Twitter, yesterday, was lit up with charges of plagiarism against Jill Abramson, former editor in chief of The New York Times. She has a new book about media — actually, a book complaining about technology, media startups and everyone else but the traditional media — Merchants of Truth. One of the companies featured in the book is Vice Media, and a couple of their writers found that there were paragraphs copied from their work, and works of other publication. That, is awkward, especially since the book is so preachy and finger wavy towards the new media and technology. Abramson has denied these allegations and pointed to copious footnotes, but what it is hard to shake off the evidence offered by the two Vice writers.
Abramson’s current plight is every writer’s worst nightmare, and it could as easily happen to anyone. I am not trying to defend Abramson — I don’t know her and don’t care to meet with her. Frankly, I find most of the Times editors condescending towards new media innovations and those who use technology to chisel away at their yellowing ivory tower. There is a good chance that she might have used researchers, who took a shortcut or two — we have all copied and pasted from the Internet.
The sad part of the Abramson’s plight (or dilemma), is something that could be unintentional. We live in such strange times that sometimes the lines between what is real and what is not is continuously blurring.
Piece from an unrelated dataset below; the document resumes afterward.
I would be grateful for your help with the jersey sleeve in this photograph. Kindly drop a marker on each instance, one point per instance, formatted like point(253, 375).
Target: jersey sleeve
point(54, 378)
We read, and consume so much, that our minds start to mistake often data accumulated from other sources as our own. It is not intentional, just it happens.
There is a word for it — Cryptomnesia, or memory sloppiness, that allows you to present others work as one’s own. That is an explanation from University of Nebraska cognitive psychologist Brian Bornstein who told the New York Daily News (back in 2009) that “we are constantly processing a huge amount of information, but our brains can only retain so much, so our brains prioritize the information and concentrate on only the most important aspects of that information.” At some more profound level, we are all suffering from it, and this might be one of those hidden societal problems, an unintended effect of technology and information explosion, that we have not thought about as much.
I am currently working on a book, and I worry about the impact of the information I have stuffed into my mind. As a precaution — mostly to avoid the copy & paste disease and the “blockquote” behavior of a blogger — I have started to write in longhand, using a fountain pen and a notepad. I leave my phone at home. I sit down in a coffee shop for an hour or so, write and go for a walk, doing pranayama sitting in the park. This isn’t the fastest way to write — but it is just a precaution against the unintentional wavering of the mind.
Back in time, Tariq Krim introduced me to a book called The Revenge of the Analog by David Sax, which explored why analog things like paper, vinyl, and film evoke a certain feeling of calmness and control. (Check out this podcast with Sax). I find myself retreating to analog approaches, only as a way to get a little control over the timeline of life, which seems to be moving at the breakneck speed of the network.
Now as to Abramson, I will let her fight her own battles. I am in two minds, whether I should spend my money on buying her book or not. I do have an excellent new addition to my reading list — Educated by Tara Westover, a recommendation from my friend Margaret.